There is any stat approach for make this?

Thanks!


Solution

  • You could analyse your data below a counting context. Discrete data, such as variables of Poisson nature, can be analysed based on observed frequencies. You can formulate hypothesis testing for this task. Being your data y you can contrast the null hypothesis that y follows a Poisson distribution with some parameter lambda against the alternative hypothesis that y does not come from the Poisson distribution.

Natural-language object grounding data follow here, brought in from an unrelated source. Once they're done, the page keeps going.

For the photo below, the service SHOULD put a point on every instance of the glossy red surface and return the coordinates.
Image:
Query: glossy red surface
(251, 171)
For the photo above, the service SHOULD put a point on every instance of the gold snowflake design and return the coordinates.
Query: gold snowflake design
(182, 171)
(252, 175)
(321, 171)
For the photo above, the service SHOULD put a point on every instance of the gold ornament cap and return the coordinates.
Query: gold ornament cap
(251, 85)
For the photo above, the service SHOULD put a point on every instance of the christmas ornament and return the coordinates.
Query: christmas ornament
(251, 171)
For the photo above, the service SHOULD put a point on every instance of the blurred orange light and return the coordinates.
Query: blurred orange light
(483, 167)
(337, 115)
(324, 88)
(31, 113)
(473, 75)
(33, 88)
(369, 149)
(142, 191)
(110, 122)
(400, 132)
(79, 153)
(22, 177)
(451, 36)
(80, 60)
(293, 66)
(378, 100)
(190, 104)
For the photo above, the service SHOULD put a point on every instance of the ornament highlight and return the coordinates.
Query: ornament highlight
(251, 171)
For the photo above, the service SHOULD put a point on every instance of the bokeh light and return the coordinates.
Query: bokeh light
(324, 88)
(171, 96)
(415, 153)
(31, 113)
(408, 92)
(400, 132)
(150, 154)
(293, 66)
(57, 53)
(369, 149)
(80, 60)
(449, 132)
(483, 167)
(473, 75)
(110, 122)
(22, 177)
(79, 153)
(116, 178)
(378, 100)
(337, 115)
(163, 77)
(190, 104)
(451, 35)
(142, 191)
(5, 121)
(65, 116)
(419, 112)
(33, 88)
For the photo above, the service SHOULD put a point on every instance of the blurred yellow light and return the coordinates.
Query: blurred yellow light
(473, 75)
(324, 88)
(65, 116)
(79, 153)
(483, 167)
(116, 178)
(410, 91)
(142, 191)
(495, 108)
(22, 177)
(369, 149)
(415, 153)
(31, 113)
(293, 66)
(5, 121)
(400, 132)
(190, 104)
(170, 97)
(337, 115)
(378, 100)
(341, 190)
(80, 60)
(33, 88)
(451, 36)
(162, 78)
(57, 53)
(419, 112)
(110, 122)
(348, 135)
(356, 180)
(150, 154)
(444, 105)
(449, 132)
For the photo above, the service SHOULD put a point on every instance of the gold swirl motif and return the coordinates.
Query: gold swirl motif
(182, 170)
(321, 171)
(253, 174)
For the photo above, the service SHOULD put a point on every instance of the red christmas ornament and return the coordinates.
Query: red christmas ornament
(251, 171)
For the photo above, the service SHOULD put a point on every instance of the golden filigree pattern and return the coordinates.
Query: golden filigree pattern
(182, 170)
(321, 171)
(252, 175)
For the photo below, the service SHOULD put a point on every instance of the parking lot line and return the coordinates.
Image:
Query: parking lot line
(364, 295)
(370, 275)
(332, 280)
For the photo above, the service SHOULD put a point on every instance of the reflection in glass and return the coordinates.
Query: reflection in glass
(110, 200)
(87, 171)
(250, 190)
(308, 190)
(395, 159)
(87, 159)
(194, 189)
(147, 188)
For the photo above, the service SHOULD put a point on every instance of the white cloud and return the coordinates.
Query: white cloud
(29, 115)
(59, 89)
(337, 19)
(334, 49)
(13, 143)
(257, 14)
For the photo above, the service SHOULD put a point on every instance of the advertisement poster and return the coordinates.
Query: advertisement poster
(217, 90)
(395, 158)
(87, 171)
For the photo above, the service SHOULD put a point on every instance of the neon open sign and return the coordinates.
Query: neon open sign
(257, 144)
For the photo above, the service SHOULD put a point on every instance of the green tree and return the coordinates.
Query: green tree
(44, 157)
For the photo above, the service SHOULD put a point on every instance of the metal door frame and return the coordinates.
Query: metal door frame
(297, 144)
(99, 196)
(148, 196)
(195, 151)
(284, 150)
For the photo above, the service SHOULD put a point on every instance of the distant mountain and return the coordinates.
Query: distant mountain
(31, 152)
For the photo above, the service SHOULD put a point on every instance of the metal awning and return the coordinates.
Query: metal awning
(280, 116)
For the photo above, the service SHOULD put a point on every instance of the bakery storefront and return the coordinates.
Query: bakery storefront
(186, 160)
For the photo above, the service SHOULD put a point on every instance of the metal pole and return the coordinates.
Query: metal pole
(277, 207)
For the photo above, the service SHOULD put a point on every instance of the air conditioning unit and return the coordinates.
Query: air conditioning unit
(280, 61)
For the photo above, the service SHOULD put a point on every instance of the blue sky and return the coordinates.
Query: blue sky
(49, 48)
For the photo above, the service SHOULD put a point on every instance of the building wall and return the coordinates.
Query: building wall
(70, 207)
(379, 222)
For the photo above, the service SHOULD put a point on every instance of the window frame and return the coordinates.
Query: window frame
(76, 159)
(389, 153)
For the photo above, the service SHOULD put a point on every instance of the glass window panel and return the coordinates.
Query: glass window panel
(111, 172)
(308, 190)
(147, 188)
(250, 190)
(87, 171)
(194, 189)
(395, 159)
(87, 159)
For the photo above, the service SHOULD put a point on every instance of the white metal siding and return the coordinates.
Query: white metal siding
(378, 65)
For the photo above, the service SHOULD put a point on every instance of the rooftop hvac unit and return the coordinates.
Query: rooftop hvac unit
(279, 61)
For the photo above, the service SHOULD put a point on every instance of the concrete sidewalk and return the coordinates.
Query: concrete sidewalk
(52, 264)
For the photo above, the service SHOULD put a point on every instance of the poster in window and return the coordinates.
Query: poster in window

Let's sketch the test with you data:

    #Data
    set.seed(123)
    # For Poisson distribution
    x <- rep(seq(from=10, to=50, by=0.5),6)
    y2 <- rpois(x, lambda=10)
    

    Now we obtain the counts, which are elemental for the test:

    #Values
    df <- as.data.frame(table(y2),stringsAsFactors = F)
    df$y2 <- as.integer(df$y2)
    

    After that we must separate the observed values O and its groups or categories classes. Both elements constitute the y variable:

    #Observed values
    O <- df$Freq
    #Groups
    classes <- df$y2
    

    As we are testing a Poisson distribution, we must compute the lambda parameter. This can be obtained with Maximum Likelihood Estimation (MLE). The MLE for Poisson is the mean (considering we have counts and groups in order to determine this value), so we compute it with next code:

    #MLE
    meanval <- sum(O*classes)/sum(O)
    

    Now, we have to get the probabilities of each class:

    #Probs
    prob <- dpois(classes,meanval)
    

    Poisson distribution can go to infinite values, so we must compute the probability for the values that can be greater than our last group in order to have probabilities that sum to one:

    prhs <- 1-sum(prob)
    

    This probability can be easily added to the last value of our group in order to transform to account for values greater or equal to it (For example, instead of only having the probability that y equals to 20 we can have the probability that y is greater or equal to 20):

    #Add probability
    prob[length(prob)]<-prob[length(prob)]+prhs 
    

    With this we can conduct a goodness of fit test using chisq.test() function in R. It requires the observed values O and the probabilities prob that we have computed. Just a reminder that this test uses to set wrong degrees of freedom, so we can correct it by the formulation of the test that uses k-q-1 degrees. Where k is the number of groups and q is the number of parameters computed (we have computed one parameter with MLE). Next the test:

    chisq.test(O,p=prob)
    

    The output:

    Chi-squared test for given probabilities
    
    data:  O
    X-squared = 7.6692, df = 17, p-value = 0.9731
    

    The key value from the test is the X-squared value which is the test statistic. We can reuse the value to obtain the real p-value (In our example, we have k=18 and minus 2, the degrees of freedom are 16).

    The p.value can be obtained with next code:

    p.value <- 1-pchisq(7.6692, 16)
    

    The output:

    [1] 0.9581098
    

    As this value is not greater that known significance levels we do not reject the null hypothesis and we can affirm that y comes from a Poisson distribution.